Vaega turned the little figurine over in her left hand, touching it with her right, tracing the edges and curves with her index finger. “It’s a little spaceship!”
“It is. I used a design from an assignment at my engineering school.”
“I like the details on the tiny little landing gear, and the carvings on the dacadan stream slipper.” She looked closer. “And here.” Turning the ship sideways. “The little supply connectors.”
“Do you like it?”
Vaega smiled at Trion. “Yes! It’s amazing!
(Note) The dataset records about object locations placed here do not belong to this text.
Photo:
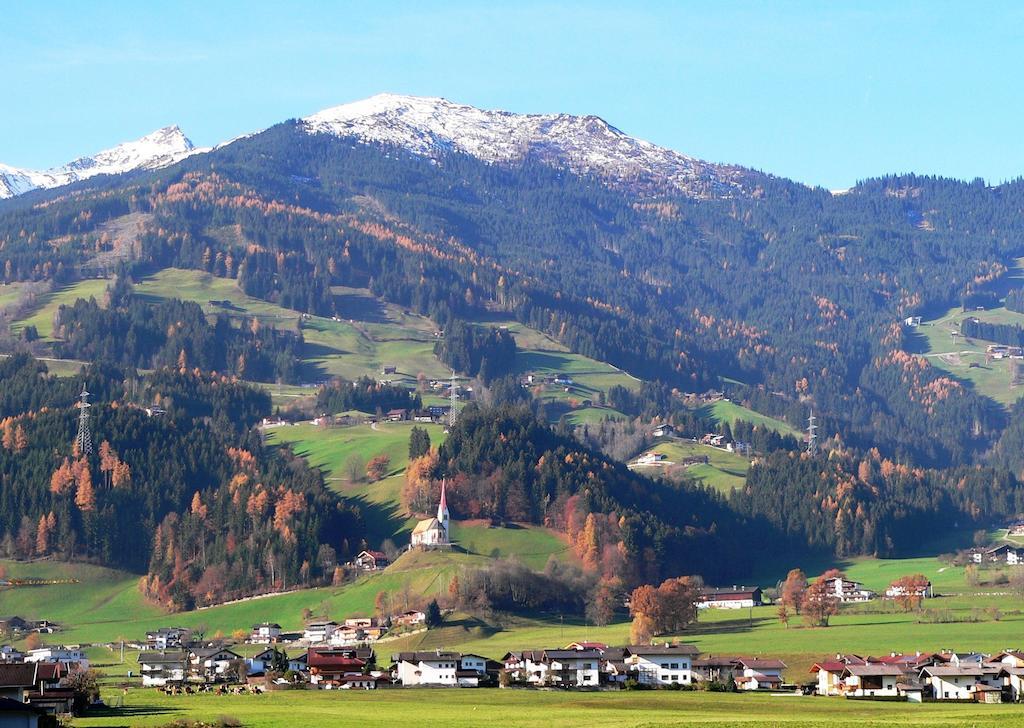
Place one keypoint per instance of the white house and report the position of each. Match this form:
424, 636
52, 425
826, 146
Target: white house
758, 674
65, 655
526, 666
573, 668
956, 682
433, 531
729, 598
264, 633
870, 680
317, 632
160, 668
849, 591
662, 665
898, 590
211, 664
437, 668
Thank you!”
“I hoped it would make you feel better. I’m happy it does.”
When Yigars and Agra returned, only faint light remained of the crepuscule, and the torch Agra held up fought valiantly but in vain against the encroaching darkness. Behind them, two large shapes lumbered at the end of a leather rope Yigars held firm in his fist. Just outside the camp, with enough rope to reach the creek, grass, and the shelter of trees, Yigars tied the two bison to a stout trunk.
“Will they be safe here?”
“Yes. There are no predators, and they are calm. They will eat and sleep.”
Yigars smiled. “Tomorrow is tomorrow. First, we will eat and sleep.”
Trion and Vaega were at the gate, looking at the two beasts which had settled in for the night, and at Yigars and Agra, who, despite having walked all day, appeared gingerly happy.
“Welcome back!” Vaega exclaimed.
Trion was eyeing the bison in the distance. “Any troubles?”
Agra was smiling. “Not at all.”
Yigars held the gate door as they all walked back into camp. “They really are gentle creatures. It was a pleasant day.”
Vaega was smiling from ear to ear. Yigars smiled too, showing teeth. “You seem happy.”
“I am! Trion made something for me. I’ll show you after dinner.”
Agra glanced at Trion. “You did?”
Yigars shut the gate behind them and walked with them to the fire. “I can’t wait to see it.”